Люди, носившие галло-римскую одежду, жили в галло-римских домах. Отличительными особенностями галльского жилища до прихода римлян были: большое общее помещение, объединявшее всю семью; открытый очаг как непременная принадлежность подобного «зала»; обыкновение как бы слеплять такие комнаты-хижины, образуя общий дом, рассчитанный на множество семей. Со времени Ранней империи эти местные черты причудливо соединяются с греко-римскими формами архитектуры и интерьера. Дома-особняки с атрием и перистилем широко распространяются в городах Нарбонской провинции, но, подчиняясь исконному галльскому обыкновению, подчас сцепляются в своеобразные жилые блоки. Парадные просторные столовые — экусы, нередкие в италийских особняках I в., казались галлам чем-то вроде их привычного зала; в экусах поэтому начинают устраивать большие открытые очаги, и в таком виде они становятся кельтской принадлежностью римского особняка. Еще Сидоний Аполлинарий, поэт V в. н. э., описывая свою галльскую виллу, рассказывает о «столовой, где огонь, столь часто пылавший в сводчатом очаге, оставил на всем слой сажи».[84]

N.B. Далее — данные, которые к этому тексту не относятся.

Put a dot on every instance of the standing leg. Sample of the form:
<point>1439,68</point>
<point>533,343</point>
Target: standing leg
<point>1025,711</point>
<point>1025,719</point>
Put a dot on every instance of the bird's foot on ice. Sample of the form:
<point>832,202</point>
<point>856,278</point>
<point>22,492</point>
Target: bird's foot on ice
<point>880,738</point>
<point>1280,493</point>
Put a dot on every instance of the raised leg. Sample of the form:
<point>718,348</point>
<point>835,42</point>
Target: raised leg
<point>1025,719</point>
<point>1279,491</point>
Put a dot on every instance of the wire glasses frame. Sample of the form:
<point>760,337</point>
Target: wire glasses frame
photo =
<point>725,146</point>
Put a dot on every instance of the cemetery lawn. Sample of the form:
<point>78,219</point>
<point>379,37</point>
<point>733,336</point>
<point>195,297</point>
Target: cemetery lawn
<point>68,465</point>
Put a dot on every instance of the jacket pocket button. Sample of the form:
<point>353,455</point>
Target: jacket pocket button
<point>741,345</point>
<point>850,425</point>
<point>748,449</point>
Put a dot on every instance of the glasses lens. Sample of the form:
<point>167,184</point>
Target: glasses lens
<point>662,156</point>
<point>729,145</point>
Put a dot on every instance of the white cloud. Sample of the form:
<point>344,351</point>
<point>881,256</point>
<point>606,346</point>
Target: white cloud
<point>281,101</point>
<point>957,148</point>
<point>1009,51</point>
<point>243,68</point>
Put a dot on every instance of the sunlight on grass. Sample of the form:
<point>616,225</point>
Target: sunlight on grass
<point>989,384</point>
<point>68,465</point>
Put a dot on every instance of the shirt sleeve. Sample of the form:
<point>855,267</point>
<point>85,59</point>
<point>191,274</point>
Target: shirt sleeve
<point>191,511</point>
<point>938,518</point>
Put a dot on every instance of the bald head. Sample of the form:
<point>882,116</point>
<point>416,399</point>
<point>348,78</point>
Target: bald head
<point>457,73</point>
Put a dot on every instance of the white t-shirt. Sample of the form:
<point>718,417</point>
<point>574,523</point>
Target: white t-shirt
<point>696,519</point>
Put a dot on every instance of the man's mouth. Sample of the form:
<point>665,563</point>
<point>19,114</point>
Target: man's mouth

Синкретизму в материальной жизни соответствовал синкретизм в духовной сфере, прежде всего религиозный. Древние кельтские боги сливаются с наиболее приближающимися к ним в народном сознании богами греко-римского пантеона. Галло-германский Тевтат слился с Меркурием и стал как бы двуединым богом цивилизации, мира и труда. Самого Меркурия начинают изображать на кельтский лад — с рогами, имя его обрастает галльскими эпитетами — Arvernorix (племени арвернов), Visucius (мудрый). Этот бог с римским именем, галльским обликом и галло-римским содержанием необычайно популярен в Галлии — около 450 надписей и 350 изображений его рассеяны по всей стране.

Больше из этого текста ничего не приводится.